R – Computation of Variance for the Average of Correlated Random Variables Using R Function

correlationcovariancersumvariance

I want to calculate the variance of the average of n correlated variables. I found a formula for that in Borenstein et al. (2009) Introduction to Meta-Analysis.

$$\operatorname{Var}\left(\frac{1}{m}\sum_{i=1}^mY_i\right)=\left(\frac{1}{m}\right)^2\operatorname{Var}\left(\sum_{i=1}^m Y_i\right) = \left(\frac{1}{m}\right)^2\left(\sum_{i=1}^m V_i + \sum_{i\ne j}r_{ij}\sqrt{V_i}\sqrt{V_j}\right).$$

I think that this the same formula as here Variance of average of $n$ correlated random variables, except it is based on correlations instead of variances.

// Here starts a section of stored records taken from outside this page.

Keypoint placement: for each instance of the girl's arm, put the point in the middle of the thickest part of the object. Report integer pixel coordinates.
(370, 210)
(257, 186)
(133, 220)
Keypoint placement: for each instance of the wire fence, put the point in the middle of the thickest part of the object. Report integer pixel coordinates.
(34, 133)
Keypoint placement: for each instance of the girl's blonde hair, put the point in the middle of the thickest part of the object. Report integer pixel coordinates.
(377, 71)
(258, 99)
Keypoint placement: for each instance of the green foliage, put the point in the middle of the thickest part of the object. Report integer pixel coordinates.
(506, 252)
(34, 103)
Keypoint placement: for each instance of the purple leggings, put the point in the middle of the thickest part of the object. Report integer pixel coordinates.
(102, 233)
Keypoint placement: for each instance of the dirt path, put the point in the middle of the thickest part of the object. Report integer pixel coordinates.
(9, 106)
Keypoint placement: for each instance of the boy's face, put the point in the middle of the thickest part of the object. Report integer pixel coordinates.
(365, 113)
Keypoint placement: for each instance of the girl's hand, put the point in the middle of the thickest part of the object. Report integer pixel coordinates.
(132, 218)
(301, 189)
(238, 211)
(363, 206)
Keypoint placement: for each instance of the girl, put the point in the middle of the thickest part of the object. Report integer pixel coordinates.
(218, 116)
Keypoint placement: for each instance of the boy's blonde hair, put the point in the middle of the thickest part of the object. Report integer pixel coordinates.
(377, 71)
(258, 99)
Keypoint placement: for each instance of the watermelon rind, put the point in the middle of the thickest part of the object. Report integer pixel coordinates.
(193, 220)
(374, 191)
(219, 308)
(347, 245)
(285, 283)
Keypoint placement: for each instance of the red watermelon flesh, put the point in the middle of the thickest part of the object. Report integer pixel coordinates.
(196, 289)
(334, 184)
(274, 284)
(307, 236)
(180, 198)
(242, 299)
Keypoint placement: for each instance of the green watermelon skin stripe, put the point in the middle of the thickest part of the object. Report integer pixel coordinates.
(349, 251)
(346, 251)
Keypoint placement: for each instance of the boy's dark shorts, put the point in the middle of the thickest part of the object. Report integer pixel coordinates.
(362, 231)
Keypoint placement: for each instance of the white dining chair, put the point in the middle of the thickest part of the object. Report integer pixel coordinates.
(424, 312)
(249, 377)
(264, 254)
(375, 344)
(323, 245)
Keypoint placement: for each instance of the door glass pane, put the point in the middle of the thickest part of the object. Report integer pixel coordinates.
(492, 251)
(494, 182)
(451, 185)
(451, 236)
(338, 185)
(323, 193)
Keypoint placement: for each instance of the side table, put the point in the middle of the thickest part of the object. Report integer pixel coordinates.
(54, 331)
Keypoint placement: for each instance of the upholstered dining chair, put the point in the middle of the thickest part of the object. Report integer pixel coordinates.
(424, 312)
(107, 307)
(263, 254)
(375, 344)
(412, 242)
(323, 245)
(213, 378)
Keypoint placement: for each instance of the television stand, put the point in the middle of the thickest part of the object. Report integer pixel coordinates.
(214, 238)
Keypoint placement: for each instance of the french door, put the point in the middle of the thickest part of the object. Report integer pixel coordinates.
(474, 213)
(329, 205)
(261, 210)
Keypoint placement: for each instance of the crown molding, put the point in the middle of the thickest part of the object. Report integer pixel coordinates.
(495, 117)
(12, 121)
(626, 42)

I've implemented the formula in R like this

# Estimates
est <- c(v1 = 1, v2 = 1.3, v3 = 1.1, v4 = 1.2)
# Variance of estimates
var_est <- c(v1 = 0.05, v2 = 0.10, v3 = 0.15, v4 = 0.20)
# Correlations among estimates
cor_v <- c(   1, -0.5, -0.4, -0.3,
           -0.5,    1,  0.3,  0.2,
           -0.4,  0.3,    1,  0.1,
           -0.3,  0.2,  0.1,    1)
correlations <- matrix(cor_v, nrow = 4, ncol = 4, 
                       dimnames = list(names(var_est), names(var_est)))
row.names(correlations) <- names(var_est)
colnames(correlations) <- names(var_est)
covar_tot <- 0
for(v1 in names(var_est)){
  for(v2 in names(var_est)){
    if(v1 != v2){
      i_j <- correlations[v1, v2] * sqrt(var_est[v1]) * sqrt(var_est[v2])
      covar_tot <- covar_tot + i_j
    }
  }
}

# Average of estimates
mean(est)
# [1] 1.15

# Variance of average of estimates
unname((1/length(var_est)) ^ 2 * (sum(var_est) + covar_tot))
# [1] 0.02904385

My questions are:
Does the implementation look correct?
Better yet, is there is an R library that accepts variances and correlations of estimates and returns the variance of average (or sum) of estimates?

Best Answer

When implementing statistical formulas, simplicity is your friend. Consequently, this formula is best expressed in matrix form when you are considering programming it.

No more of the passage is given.